CS 111 Lecture 16 Scribe Notes: Robustness, Parallelism and NFS

Prepared by Kyle Morton

Last time in lecture we began to discuss distributed file systems and how they are implemented. A file system which is distributed over a network is called a Network File System (or NFS for short). Today's lecture will start with a discussion of performance in such systems, and continue to cover topics on robustness as well.

Example Performance in NFS Systems

To start the discussion on performance, we will first look at an example system. Our example machine will be the Sun ZFS Storage 7320 Appliance, Sun's new system being released in May 2012.

All of the following benchmarks were found on www.spec.org under SPECsfs2008_nfs.v3

The system will have the following components:
2 Storage Controllers
2 10Gb Adapters
8 512GB Solid State Drives (SSDs)
136 300GB 15,000RPM Hard Drives (HDs)

Resulting in 37TB total (exported) memory

Note that the system has two Controllers. Controllers are the devices responsible for receiving messages over the network and actually accessing the storage and responding. Why does this system have two? Mainly for redundancy, if one were to stop working, then another one would still allow the system to function. This type of redundancy is found in many parts of this machine (the two adapters, two ethernet cables, extra drives etc.).

Typically machines such as these are benchmarked in terms of the response time (measured in milliseconds) vs. the number of operations being run each second. As can be seen in the graph, this system averaged around 2ms response time while running 100,000 operations every second.

This means that if an end client attached to the NFS system requested to read a file, under a load of 100,000 requested operations every second the system would respond in 2ms.

For comparison, typical read/write operations on a normal machine to a random spot in memory takes about 8ms, so this machine is able to communicate over a network and perform read/write operations in a distributed manner about 4 times faster than a machine in which the hard drive is present.

Why is it so much faster? Largely because of the SSDs, which are much faster than traditional hard disks. In short, this means that the read/write times on SSDs plus the time it takes to communicate over an ethernet network is much less than the amount of time it takes to internally move the disk arm in a traditional hard disk.

General Performance in an NFS System

Recall from last lecture that NFS and other distributed systems are typically implemented using Remote Procedure Calls (or RPCs).

Communication is normally accomplished through messages, which are sent between client and server. As Previously discussed in the example system above, if we assume that each response takes approximately 2ms, then we can model a simple read request as follows:

While 2ms is fast enough when issuing a single request, typically multiple read/write requests will be issued at one time and this overhead of 2ms becomes too slow too quickly. For example, issuing 10 read requests would take 20ms! The solution to this is to modify our RPC interactions to allow multiple RPCs to be sent at once.

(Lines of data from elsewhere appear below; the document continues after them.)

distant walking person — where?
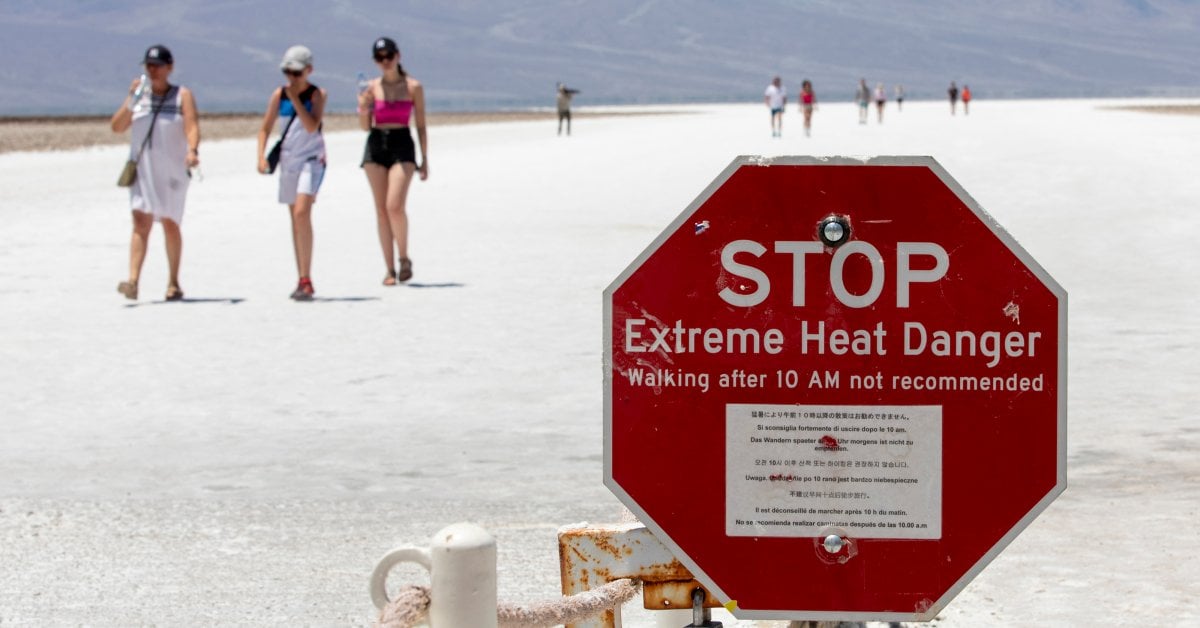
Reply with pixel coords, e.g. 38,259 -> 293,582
258,46 -> 326,301
762,77 -> 787,137
875,83 -> 888,124
800,78 -> 817,137
554,83 -> 580,136
112,44 -> 200,301
854,78 -> 871,125
359,37 -> 430,286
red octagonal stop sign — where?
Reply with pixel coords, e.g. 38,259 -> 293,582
605,157 -> 1067,621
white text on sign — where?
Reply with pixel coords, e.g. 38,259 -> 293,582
720,240 -> 950,307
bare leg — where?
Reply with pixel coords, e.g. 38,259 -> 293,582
288,195 -> 313,277
162,219 -> 184,287
386,162 -> 420,262
362,163 -> 396,277
130,209 -> 154,283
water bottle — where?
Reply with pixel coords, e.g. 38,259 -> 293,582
130,74 -> 149,112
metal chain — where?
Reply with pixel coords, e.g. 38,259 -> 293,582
376,578 -> 637,628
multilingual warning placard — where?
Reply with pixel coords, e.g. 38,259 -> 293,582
725,403 -> 942,539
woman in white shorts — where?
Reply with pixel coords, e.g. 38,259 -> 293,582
112,44 -> 200,301
258,46 -> 326,301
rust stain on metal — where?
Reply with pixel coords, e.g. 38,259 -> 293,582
642,580 -> 721,610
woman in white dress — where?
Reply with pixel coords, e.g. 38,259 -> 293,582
112,44 -> 200,301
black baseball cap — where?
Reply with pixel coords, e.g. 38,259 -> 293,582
371,37 -> 400,55
142,43 -> 175,65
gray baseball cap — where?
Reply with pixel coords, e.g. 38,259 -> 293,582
280,46 -> 312,70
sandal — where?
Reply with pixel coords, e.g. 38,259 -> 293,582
116,281 -> 138,301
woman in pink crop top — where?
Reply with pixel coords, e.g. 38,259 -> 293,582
359,37 -> 430,286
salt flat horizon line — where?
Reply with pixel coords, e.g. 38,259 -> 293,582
0,92 -> 1200,124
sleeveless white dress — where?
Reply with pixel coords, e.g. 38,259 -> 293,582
130,85 -> 191,225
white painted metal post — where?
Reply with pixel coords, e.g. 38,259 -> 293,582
430,524 -> 497,628
654,610 -> 691,628
371,524 -> 497,628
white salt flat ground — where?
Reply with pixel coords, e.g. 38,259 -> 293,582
0,101 -> 1200,627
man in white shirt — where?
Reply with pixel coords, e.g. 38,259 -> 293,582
762,77 -> 787,137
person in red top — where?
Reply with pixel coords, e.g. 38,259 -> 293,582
800,78 -> 817,137
359,37 -> 430,286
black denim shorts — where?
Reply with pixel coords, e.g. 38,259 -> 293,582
362,126 -> 416,168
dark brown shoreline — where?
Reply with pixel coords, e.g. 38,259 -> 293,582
0,110 -> 678,154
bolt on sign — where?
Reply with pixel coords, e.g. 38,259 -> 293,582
605,156 -> 1067,621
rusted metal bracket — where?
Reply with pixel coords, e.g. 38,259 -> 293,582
558,522 -> 721,628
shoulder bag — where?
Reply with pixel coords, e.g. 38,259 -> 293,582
116,85 -> 172,187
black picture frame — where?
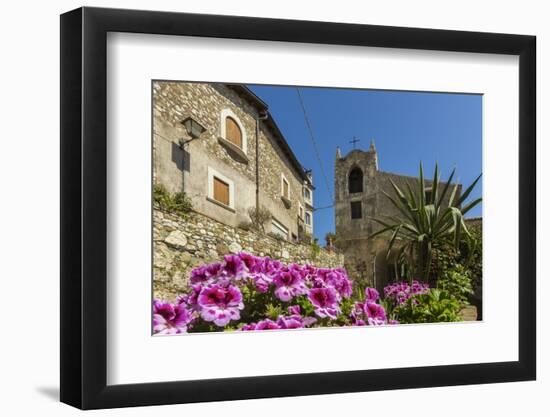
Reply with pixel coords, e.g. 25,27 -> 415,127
60,7 -> 536,409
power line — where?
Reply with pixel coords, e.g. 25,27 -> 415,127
296,87 -> 334,202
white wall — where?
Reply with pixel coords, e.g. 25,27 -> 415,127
0,0 -> 550,417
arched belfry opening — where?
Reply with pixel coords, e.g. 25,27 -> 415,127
348,167 -> 363,194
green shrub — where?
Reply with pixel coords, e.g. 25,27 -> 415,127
153,184 -> 193,217
431,221 -> 483,290
392,288 -> 462,323
437,265 -> 474,306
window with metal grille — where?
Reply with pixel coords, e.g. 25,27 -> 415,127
350,201 -> 363,219
348,168 -> 363,193
225,117 -> 243,148
282,178 -> 290,199
214,177 -> 229,206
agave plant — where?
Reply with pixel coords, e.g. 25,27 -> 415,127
370,163 -> 481,282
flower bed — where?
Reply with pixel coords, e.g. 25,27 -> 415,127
153,252 -> 396,334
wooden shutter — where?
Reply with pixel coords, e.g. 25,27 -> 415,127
225,117 -> 243,148
283,179 -> 288,198
214,177 -> 229,206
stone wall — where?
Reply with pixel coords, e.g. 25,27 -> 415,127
153,81 -> 312,236
153,207 -> 344,300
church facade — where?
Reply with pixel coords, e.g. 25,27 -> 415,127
334,142 -> 462,290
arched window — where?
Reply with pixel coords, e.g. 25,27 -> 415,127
225,117 -> 243,148
348,167 -> 363,193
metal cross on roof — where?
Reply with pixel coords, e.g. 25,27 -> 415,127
349,136 -> 361,149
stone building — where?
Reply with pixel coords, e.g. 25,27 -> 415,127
153,81 -> 314,241
334,142 -> 462,289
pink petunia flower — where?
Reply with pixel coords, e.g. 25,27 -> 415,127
273,271 -> 307,301
308,287 -> 340,319
153,300 -> 193,334
198,284 -> 244,327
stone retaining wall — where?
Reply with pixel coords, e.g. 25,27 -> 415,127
153,207 -> 344,301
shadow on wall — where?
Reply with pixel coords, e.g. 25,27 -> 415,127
172,142 -> 191,172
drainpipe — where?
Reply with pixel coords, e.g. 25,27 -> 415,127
256,111 -> 267,219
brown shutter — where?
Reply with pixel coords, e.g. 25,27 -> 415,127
283,179 -> 288,198
225,117 -> 243,148
214,177 -> 229,206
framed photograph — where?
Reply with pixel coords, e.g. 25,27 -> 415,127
61,8 -> 536,409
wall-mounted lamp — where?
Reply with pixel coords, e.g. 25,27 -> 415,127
181,116 -> 206,144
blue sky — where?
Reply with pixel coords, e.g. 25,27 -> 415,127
248,85 -> 482,244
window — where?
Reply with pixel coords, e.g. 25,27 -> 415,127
225,117 -> 243,148
348,167 -> 363,193
219,108 -> 248,153
271,220 -> 288,239
207,167 -> 235,211
350,201 -> 363,219
214,177 -> 229,206
281,174 -> 290,200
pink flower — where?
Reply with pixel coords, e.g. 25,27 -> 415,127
364,301 -> 386,323
365,287 -> 380,303
273,270 -> 307,301
254,319 -> 281,330
153,300 -> 193,334
198,284 -> 244,327
222,255 -> 247,281
308,287 -> 340,319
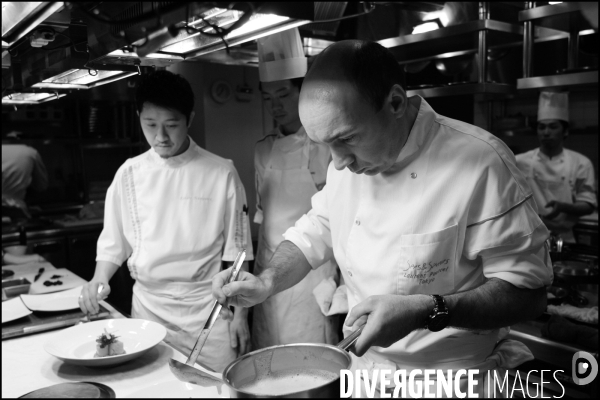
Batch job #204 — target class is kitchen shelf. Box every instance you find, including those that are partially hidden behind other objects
[517,70,598,90]
[406,83,515,98]
[378,19,523,63]
[519,2,593,32]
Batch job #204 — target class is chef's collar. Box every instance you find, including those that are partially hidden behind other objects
[277,125,306,139]
[536,147,565,161]
[396,96,437,163]
[148,136,198,168]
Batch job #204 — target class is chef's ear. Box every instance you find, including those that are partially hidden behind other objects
[188,111,196,128]
[387,84,408,119]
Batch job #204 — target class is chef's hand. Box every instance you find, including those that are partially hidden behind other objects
[212,268,271,321]
[79,279,110,315]
[229,307,250,357]
[544,200,562,220]
[345,295,432,357]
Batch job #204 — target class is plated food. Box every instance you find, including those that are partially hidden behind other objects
[44,318,167,367]
[94,328,125,358]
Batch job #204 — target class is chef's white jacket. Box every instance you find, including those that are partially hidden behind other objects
[284,99,553,370]
[516,148,598,209]
[254,126,331,224]
[96,139,253,288]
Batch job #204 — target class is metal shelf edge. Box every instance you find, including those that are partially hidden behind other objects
[517,71,598,90]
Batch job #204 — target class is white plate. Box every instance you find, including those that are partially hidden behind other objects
[127,379,229,399]
[44,318,167,367]
[21,286,82,311]
[2,297,31,323]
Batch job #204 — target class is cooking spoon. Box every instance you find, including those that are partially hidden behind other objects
[169,249,246,386]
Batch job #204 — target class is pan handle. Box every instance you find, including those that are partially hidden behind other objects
[337,324,366,351]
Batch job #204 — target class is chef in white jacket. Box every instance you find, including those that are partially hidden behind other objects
[516,91,598,242]
[252,29,337,349]
[79,71,253,371]
[213,40,552,397]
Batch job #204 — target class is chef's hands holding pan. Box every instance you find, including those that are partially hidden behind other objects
[345,295,431,357]
[78,279,110,315]
[212,268,272,321]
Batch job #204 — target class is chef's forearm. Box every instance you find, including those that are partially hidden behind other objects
[440,278,546,330]
[258,240,311,296]
[560,201,594,217]
[93,261,119,282]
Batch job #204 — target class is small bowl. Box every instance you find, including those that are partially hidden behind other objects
[4,245,27,256]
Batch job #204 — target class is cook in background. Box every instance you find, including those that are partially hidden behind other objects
[213,40,552,397]
[2,132,48,218]
[516,92,598,242]
[79,71,252,371]
[252,29,338,349]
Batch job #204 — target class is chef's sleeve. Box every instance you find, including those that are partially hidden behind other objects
[463,149,553,289]
[575,158,598,209]
[254,144,264,224]
[283,185,333,269]
[222,168,254,261]
[96,169,133,266]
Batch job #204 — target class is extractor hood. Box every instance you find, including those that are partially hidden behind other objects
[79,2,314,67]
[3,2,314,104]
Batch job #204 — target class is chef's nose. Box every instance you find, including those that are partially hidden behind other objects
[331,149,354,171]
[156,126,169,143]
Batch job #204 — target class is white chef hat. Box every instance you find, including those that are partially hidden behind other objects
[538,91,569,122]
[258,28,307,82]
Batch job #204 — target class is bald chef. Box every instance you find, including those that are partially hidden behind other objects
[252,28,338,349]
[79,71,252,371]
[516,91,598,242]
[213,40,552,397]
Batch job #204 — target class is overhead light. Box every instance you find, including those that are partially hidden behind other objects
[302,37,335,57]
[2,93,66,105]
[147,8,310,59]
[32,69,138,89]
[422,6,450,27]
[412,22,440,35]
[2,1,64,47]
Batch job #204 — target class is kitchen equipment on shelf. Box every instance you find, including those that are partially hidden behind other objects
[223,325,364,398]
[29,268,87,294]
[2,297,31,324]
[20,382,116,399]
[169,249,246,384]
[21,286,82,312]
[44,318,167,367]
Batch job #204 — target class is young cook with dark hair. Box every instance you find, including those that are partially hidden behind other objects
[79,71,252,371]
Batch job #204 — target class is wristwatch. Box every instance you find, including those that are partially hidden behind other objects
[425,294,450,332]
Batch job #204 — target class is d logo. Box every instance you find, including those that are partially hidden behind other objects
[571,351,598,385]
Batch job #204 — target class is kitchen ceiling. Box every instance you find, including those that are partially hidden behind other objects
[2,2,314,104]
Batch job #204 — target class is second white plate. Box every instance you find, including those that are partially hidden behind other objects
[21,286,82,311]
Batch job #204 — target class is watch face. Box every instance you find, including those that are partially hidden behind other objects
[427,314,448,332]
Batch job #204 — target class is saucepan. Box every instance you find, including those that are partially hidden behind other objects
[223,325,364,398]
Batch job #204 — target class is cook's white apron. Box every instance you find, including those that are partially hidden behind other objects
[132,280,237,372]
[527,150,578,242]
[350,328,534,398]
[252,135,337,349]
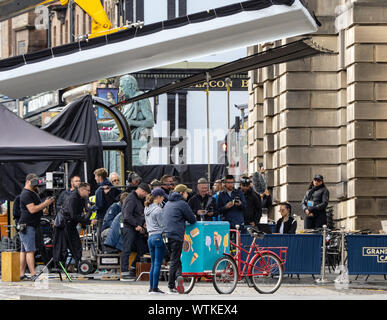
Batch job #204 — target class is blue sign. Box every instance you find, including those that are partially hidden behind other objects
[347,235,387,275]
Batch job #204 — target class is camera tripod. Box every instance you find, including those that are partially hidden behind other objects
[34,257,73,282]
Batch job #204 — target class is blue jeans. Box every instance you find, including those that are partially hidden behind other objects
[148,234,165,289]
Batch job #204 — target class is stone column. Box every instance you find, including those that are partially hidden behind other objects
[345,0,387,232]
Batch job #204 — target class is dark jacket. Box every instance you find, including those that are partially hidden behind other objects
[104,213,122,251]
[259,194,273,211]
[243,188,262,224]
[102,201,122,231]
[61,190,92,262]
[188,194,217,221]
[301,184,329,216]
[217,189,246,228]
[55,189,72,212]
[62,190,92,228]
[12,194,21,223]
[163,192,196,241]
[275,217,297,234]
[95,179,121,220]
[122,191,145,228]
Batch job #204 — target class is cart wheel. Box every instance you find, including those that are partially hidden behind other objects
[79,261,93,275]
[212,256,238,294]
[183,277,197,294]
[250,253,283,294]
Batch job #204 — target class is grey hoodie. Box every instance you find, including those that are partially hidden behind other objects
[144,203,164,236]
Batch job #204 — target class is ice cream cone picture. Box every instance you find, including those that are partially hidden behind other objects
[183,233,193,252]
[216,234,222,253]
[214,231,219,251]
[206,236,211,251]
[189,252,199,265]
[190,228,200,238]
[223,233,228,253]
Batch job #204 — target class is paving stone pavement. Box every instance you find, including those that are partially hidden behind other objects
[0,274,387,301]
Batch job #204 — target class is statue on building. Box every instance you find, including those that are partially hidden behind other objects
[99,75,154,172]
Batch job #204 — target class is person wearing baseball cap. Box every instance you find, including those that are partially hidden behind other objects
[301,174,329,229]
[173,184,192,197]
[163,184,196,294]
[144,187,167,294]
[120,182,151,281]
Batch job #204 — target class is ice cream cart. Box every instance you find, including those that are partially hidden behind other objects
[181,221,230,293]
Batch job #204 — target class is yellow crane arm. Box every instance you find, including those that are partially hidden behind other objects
[60,0,116,38]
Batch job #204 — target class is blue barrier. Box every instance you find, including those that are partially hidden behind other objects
[347,235,387,275]
[241,234,322,274]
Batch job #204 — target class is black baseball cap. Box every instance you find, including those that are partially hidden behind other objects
[138,182,152,193]
[241,177,251,186]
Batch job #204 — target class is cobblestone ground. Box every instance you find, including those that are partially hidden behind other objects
[0,275,387,301]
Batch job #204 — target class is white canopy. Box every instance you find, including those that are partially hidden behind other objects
[0,0,318,98]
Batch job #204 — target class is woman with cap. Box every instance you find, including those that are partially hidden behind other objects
[301,174,329,229]
[144,187,167,294]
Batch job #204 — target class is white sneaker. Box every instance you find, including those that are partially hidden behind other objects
[167,288,179,294]
[176,276,184,294]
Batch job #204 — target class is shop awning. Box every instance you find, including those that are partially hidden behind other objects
[121,38,333,103]
[0,0,319,98]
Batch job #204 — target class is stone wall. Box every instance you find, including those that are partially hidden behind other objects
[248,0,387,231]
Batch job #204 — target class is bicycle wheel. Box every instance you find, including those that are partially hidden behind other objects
[212,257,238,294]
[183,277,197,294]
[250,253,283,294]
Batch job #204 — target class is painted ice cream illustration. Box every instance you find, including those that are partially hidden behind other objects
[189,252,199,265]
[214,231,219,251]
[216,234,222,253]
[206,236,211,251]
[223,233,228,252]
[190,228,200,238]
[183,234,193,252]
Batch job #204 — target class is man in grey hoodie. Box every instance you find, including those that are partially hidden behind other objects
[163,184,196,294]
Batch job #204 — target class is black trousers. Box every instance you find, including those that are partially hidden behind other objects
[121,227,147,272]
[167,238,183,289]
[35,226,50,264]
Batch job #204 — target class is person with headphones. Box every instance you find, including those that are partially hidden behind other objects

This greatly improves our performance, however only if our requests are independent, that is, if they can be done in any order and the results of one request aren't necessary to issue the next.

An example of this behavior with RPCs is in Web Browsers. Web pages are typically loaded using a number of GET.. calls to the hosting server requesting the page and the elements contained on it. It used to be that web browsers would issue these RPC like messages one at a time, waiting for the response each time before proceeding. This meant that loads were very slow, because if a page had 10 pictures on it (each of which needs to be downloaded from the server separately) then 10 sequential RPCs would have to be issued to the server one at a time, and the browser would wait for the result of each before issuing the next.

Now each element on the page which needs to be downloaded is requested at once, because each image is independent and downloading one has no effect on the other. As a result, the overall time it takes to load a web page is much much less.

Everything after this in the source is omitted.